İnsanların emeklerini, ülkelerin doğal kaynaklarını sömüreceksin, bunun için
de, en önce, önünde ki engelleri temizleyeceksin.
--Emperyalizmin,
Türkiye'deki önündeki engel neydi, peki?
--Atatürk
Cumhuriyeti, Devleti, Sanayisi ve Kurumları. Gayet basit.
--Bunları
"ha deyince" ortadan kaldırabilir misin? Ne gezer.
--O
zaman çözüm basitti. Yine İngilizlerin Orta Doğu için söyledikleri bir söz,
tavsiye, öneri vardır.
--"İt'i,
İt'e kırdıracaksın!.."
--Ülkede
yapılan 12 mart 1971 Askeri Darbesinin gerekçeleri, tüm dünyada uyanışa geçen
68 Gençliğinin özgürlükçü ve anti-emperyalist tavrı Türkiye'de de taraftar
bulmuş ve 68 GENÇLİĞİ diye Devrimci, Anti-Emperyalist gençlik ve etkilediği
kesimler olmuştu.
--12
Mart'ta bu ateşin söndürülmesi gerekiyordu ve söndürüldü.

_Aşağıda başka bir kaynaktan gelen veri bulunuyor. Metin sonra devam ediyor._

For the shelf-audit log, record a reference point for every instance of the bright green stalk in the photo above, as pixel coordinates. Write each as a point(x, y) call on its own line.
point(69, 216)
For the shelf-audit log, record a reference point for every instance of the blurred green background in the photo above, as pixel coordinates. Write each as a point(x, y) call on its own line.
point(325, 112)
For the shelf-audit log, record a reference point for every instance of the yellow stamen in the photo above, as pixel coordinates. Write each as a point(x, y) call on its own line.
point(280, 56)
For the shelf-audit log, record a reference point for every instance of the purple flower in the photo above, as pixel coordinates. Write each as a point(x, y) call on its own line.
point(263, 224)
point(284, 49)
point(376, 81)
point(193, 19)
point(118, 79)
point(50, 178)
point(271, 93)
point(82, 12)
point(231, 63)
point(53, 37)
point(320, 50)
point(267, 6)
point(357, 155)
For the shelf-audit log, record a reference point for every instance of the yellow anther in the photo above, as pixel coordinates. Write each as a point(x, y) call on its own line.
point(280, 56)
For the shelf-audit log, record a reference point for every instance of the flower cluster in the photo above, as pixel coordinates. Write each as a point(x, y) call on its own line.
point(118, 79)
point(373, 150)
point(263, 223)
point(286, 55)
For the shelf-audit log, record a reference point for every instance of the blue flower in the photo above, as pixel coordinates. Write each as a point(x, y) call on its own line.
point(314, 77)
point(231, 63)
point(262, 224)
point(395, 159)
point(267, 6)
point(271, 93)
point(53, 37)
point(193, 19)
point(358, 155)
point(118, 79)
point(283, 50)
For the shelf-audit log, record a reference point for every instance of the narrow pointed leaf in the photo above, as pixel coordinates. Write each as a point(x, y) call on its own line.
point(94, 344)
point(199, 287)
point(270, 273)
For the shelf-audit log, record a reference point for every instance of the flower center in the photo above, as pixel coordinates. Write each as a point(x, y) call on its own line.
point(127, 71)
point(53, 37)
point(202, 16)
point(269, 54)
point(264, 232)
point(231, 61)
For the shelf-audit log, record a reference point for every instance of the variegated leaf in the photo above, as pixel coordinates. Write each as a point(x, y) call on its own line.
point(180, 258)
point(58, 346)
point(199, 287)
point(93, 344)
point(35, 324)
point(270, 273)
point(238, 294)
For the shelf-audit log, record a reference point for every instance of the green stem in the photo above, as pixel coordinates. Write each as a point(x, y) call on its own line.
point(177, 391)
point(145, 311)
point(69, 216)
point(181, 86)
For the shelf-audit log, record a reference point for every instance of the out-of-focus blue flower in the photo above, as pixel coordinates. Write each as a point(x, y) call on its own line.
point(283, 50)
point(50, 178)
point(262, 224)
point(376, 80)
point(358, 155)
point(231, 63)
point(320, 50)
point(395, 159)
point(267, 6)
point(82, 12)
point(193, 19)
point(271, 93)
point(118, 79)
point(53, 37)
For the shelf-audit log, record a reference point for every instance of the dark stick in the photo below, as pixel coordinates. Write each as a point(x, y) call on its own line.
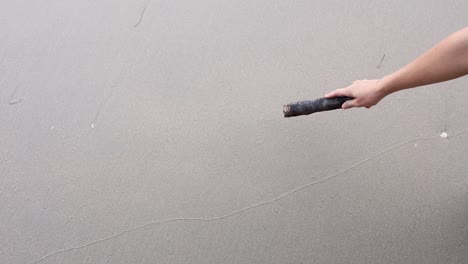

Ya da öyle sanıldı.
1973 seçimleri gösterdi ki, durum hiç de öyle değil. Halk, Sendikalar, öğrenci
gençliği herkes ayakta ve sokakta.
--Buna
bir "dur demek" gerekti. Ki, bu da onlar için biraz sıkıntılı ama
sorun değildi. "Derenin taşıyla, derenin kuşunu vurmağa" kalmıştı iş.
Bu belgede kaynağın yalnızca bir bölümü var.